By Ellyn Fortino, Communications Intern

The ACLU of Illinois participated in oral arguments before the U.S. Court of Appeals for the Seventh Circuit Wednesday in Sherman v. Township High School District 214 challenging an Illinois state statute mandating a moment of silence as "an opportunity for silent prayer or for silent reflection on the anticipated activities of the day" before each school day begins. The ACLU of Illinois argued the law is unconstitutional, "because its principle purpose was religious, because the law had the effect of encouraging students to pray and because it favors silent prayer over religions with other forms of prayer."

Adam Schwartz, senior staff attorney for the ACLU of Illinois, said in court the statute stigmatizes some religions, because not all students have their prayers accommodated within a brief moment of silence. He said some religious prayers are active, spoken, and/or lengthy.

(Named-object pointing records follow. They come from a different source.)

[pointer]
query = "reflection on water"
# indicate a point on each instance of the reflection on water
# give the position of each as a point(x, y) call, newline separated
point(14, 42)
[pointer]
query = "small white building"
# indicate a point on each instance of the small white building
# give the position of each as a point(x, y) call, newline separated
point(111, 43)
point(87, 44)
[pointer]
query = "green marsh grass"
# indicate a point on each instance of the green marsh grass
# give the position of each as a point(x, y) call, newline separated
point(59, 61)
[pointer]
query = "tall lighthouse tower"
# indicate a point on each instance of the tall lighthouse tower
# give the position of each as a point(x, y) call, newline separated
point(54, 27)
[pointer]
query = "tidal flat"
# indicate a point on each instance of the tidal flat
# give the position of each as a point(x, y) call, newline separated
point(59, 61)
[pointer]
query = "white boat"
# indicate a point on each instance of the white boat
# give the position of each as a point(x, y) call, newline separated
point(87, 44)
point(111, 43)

Additionally, Schwartz said the clause, which states students may reflect on the anticipated activities of the day is archaic, because it is narrow, restrictive and ultimately pushes kids to pray.

The word "reflection" also is problematic, according to Schwartz. Will kindergarteners and children up to age eight understand the meaning of the word "reflect?" He said younger children will tend to pray opposed to the second option of reflecting. Schwartz said students in junior high school are more susceptible to peer-pressure, and if they see most of their peers praying, they will pray as well.

A decision by the court is expected in a few months.